Concernant les taux de marges, ils diffèrent remarquablement selon les opérateurs, d’un minimum de 1,2 % à un maximum de 9,9 %. Ainsi, Ola Energy et Petrom affichent les taux les plus faibles, entre 1,2 % et 3,1 %, en comparaison avec les autres sociétés.
En revanche, les sociétés Winxo et TotalEnergies Marketing Maroc arrivent en tête du classement avec des ratios qui dépassent généralement les 5 %, frôlant même 9,9 % dans le cas de Winxo en 2020. Afriquia SMDC a, quant à elle, enregistré des taux de marge nette globale aux alentours de 2,5 % sur toute la période allant de 2018 à 2021.
Enfin, le Conseil critique également une répercussion immédiate des hausses des cotations à l’international et décalée dans le temps en cas de baisse : “En général, les prix de vente des sociétés de distribution sont fixés par les opérateurs une fois tous les quinze jours. Toutefois, pendant certaines périodes, les opérateurs ont appliqué deux ou plusieurs changements de prix de vente à la hausse par quinzaine. Tel a été le cas durant les mois de mars, d’avril et de juillet 2022.”

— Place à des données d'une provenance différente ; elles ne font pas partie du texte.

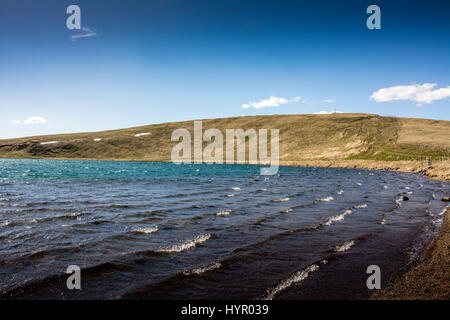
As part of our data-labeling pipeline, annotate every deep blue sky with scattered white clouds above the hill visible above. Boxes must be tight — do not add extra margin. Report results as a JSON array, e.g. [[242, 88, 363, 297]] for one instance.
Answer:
[[0, 0, 450, 138]]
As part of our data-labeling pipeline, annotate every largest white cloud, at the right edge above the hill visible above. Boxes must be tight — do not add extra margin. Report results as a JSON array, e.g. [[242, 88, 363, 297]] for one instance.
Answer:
[[370, 83, 450, 106]]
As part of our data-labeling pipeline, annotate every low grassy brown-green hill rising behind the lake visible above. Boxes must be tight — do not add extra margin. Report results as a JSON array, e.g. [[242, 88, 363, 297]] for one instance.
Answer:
[[0, 114, 450, 163]]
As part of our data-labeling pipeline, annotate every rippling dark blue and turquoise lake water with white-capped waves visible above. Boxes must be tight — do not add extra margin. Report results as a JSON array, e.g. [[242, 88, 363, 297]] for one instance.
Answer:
[[0, 160, 450, 299]]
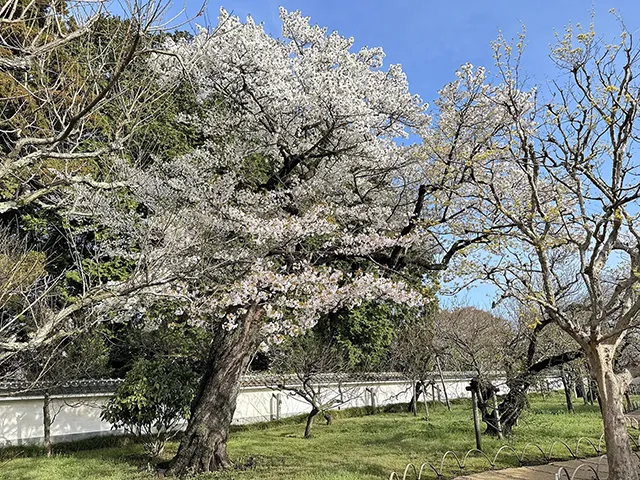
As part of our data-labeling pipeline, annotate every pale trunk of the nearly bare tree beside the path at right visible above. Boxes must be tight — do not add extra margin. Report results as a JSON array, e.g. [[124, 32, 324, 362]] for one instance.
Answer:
[[587, 345, 638, 480]]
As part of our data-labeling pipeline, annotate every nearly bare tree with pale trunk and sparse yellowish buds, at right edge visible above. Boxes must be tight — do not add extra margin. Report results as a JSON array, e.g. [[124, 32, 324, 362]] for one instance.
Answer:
[[434, 24, 640, 479]]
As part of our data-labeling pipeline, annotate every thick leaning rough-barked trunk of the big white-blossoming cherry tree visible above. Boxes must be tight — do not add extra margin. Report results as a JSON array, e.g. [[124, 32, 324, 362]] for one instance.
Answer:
[[170, 304, 263, 477]]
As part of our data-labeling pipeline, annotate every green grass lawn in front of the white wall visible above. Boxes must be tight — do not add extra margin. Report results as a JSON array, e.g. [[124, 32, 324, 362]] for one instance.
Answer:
[[0, 393, 620, 480]]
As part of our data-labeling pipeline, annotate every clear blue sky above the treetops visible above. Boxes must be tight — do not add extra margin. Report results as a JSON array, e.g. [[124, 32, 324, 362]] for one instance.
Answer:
[[158, 0, 640, 308]]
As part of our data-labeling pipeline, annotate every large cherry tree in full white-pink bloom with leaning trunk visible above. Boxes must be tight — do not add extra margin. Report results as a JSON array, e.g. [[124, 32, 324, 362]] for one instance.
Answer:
[[126, 9, 484, 475]]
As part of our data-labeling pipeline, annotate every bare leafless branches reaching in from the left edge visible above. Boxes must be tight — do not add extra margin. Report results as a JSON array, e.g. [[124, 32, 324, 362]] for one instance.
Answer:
[[0, 0, 202, 362]]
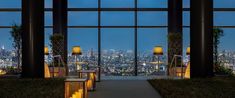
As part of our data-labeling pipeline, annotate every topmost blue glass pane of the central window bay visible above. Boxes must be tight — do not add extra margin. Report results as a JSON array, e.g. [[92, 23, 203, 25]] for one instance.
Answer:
[[101, 0, 135, 8]]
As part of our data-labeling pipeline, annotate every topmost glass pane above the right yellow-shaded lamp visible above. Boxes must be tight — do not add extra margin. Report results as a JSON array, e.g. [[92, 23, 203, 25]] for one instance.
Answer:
[[138, 0, 168, 8]]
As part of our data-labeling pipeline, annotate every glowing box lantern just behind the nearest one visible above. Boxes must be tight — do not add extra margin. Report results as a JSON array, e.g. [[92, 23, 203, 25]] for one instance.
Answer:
[[78, 70, 96, 91]]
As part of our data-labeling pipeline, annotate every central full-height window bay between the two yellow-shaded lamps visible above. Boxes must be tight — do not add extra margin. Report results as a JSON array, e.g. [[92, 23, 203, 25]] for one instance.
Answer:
[[100, 8, 135, 76]]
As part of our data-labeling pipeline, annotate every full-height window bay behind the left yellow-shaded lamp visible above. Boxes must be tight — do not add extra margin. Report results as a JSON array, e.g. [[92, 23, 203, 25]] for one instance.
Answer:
[[68, 0, 99, 76]]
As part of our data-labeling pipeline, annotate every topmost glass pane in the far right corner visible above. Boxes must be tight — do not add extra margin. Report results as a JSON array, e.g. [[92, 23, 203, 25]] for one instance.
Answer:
[[214, 0, 235, 8]]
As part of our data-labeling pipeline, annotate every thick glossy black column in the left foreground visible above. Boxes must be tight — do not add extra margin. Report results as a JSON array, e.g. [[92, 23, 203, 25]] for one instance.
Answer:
[[22, 0, 44, 78]]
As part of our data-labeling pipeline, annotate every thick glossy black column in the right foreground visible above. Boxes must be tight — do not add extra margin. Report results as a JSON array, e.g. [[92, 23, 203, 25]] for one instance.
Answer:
[[190, 0, 213, 78]]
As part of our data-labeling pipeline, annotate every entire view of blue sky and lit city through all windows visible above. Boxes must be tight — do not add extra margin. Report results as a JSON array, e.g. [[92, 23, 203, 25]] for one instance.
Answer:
[[0, 0, 235, 76]]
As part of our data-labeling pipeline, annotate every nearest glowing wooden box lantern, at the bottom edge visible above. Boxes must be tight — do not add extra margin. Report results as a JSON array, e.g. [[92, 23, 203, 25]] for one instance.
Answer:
[[65, 79, 87, 98]]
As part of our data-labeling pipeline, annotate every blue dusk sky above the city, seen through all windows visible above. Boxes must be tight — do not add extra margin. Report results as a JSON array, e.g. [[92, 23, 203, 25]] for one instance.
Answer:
[[0, 0, 235, 51]]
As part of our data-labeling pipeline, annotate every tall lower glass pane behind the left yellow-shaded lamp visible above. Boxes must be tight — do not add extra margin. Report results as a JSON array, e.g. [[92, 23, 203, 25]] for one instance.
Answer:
[[68, 28, 98, 72]]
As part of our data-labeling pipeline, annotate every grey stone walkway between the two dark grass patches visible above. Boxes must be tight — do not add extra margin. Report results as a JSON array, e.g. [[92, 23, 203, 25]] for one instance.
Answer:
[[88, 80, 161, 98]]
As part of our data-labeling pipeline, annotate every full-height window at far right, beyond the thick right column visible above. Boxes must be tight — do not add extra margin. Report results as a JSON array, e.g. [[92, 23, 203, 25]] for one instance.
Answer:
[[214, 0, 235, 72]]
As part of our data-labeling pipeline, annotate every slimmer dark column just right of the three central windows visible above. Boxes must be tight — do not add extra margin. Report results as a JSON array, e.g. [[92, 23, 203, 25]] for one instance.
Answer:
[[168, 0, 183, 74]]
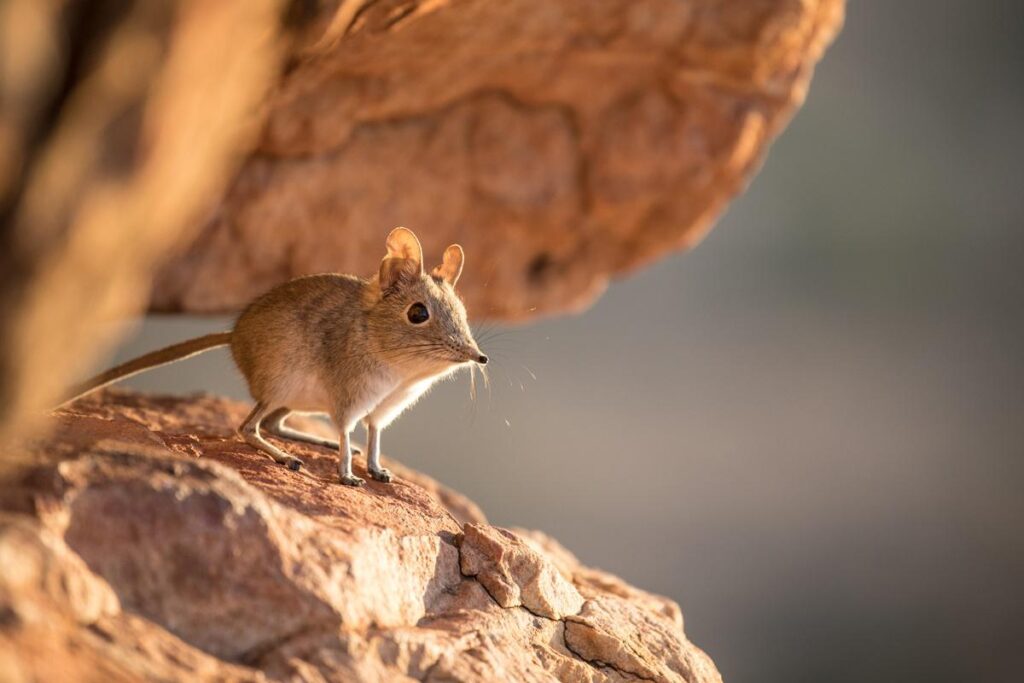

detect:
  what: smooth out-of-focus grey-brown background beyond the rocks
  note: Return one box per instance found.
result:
[103,0,1024,683]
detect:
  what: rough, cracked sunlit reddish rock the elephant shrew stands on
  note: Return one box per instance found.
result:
[0,391,721,683]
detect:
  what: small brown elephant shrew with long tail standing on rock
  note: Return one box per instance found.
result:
[65,227,487,486]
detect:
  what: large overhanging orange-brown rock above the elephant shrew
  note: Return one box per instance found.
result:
[153,0,843,319]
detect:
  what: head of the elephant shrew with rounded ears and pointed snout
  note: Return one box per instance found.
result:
[369,227,487,370]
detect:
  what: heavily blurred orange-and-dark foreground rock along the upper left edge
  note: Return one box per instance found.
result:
[0,0,281,448]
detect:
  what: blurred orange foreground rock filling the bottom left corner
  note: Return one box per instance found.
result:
[0,513,265,683]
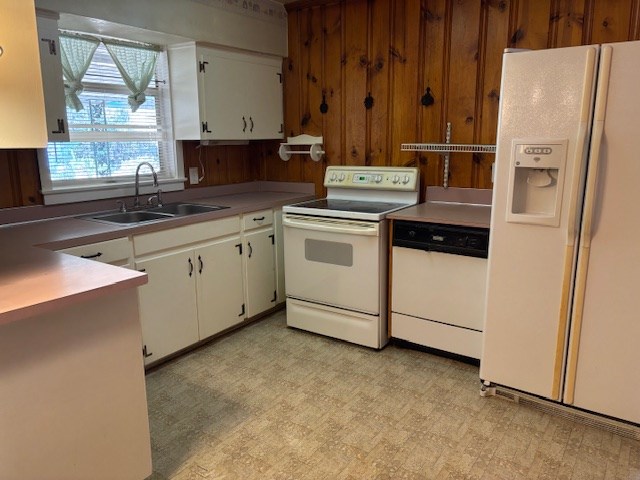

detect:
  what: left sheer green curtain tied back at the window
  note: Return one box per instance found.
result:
[60,35,100,112]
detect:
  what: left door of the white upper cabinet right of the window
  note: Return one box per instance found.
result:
[199,49,249,140]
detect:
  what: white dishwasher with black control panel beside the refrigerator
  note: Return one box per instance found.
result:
[391,220,489,359]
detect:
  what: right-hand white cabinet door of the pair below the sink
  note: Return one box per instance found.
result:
[195,236,246,339]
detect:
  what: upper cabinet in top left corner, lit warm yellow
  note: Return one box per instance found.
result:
[0,0,47,148]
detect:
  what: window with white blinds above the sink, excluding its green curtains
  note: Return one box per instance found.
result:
[40,36,184,204]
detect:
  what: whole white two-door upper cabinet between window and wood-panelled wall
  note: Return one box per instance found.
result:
[169,44,284,140]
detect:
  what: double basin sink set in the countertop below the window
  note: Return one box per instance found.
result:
[81,203,229,225]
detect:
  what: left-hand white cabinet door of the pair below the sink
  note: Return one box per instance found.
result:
[136,250,199,364]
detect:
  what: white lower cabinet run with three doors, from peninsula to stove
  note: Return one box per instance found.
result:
[133,209,277,365]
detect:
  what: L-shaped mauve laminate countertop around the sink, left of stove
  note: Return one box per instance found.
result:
[0,182,314,325]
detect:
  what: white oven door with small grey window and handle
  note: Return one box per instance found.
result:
[282,213,386,315]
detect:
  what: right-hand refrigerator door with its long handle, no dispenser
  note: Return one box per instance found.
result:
[564,42,640,423]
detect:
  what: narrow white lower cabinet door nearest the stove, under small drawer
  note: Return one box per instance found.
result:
[244,228,277,317]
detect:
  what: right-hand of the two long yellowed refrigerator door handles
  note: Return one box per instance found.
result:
[564,46,613,404]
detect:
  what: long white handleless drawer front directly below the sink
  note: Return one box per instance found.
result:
[133,216,240,257]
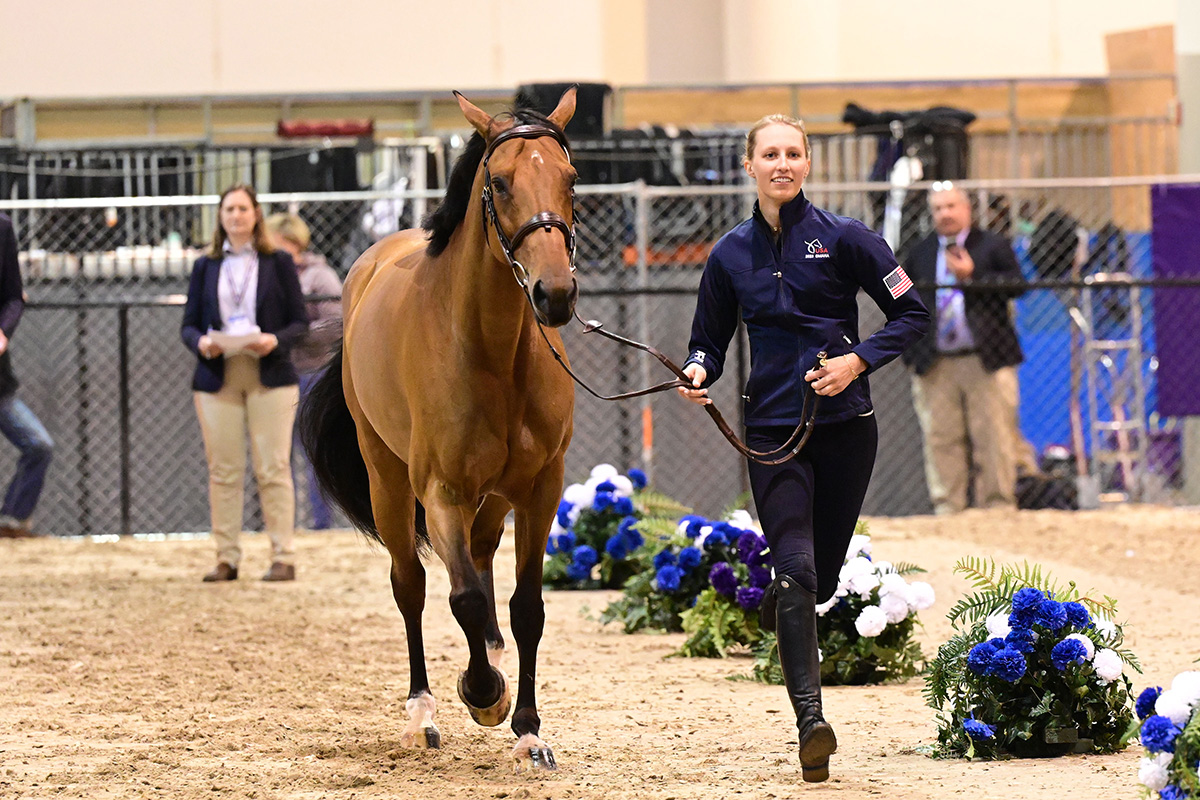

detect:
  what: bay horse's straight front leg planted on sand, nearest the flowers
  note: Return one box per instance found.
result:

Ainsi, en cas d’augmentation des prix de vente à l’international, ces opérateurs répercutent immédiatement les hausses des cotations, mais, “en cas de baisses, ils cherchent, d’abord, à écouler le stock des produits achetés auparavant à un prix plus élevé et sont même tentés de consolider leurs marges, voire de les augmenter”, résume-t-on.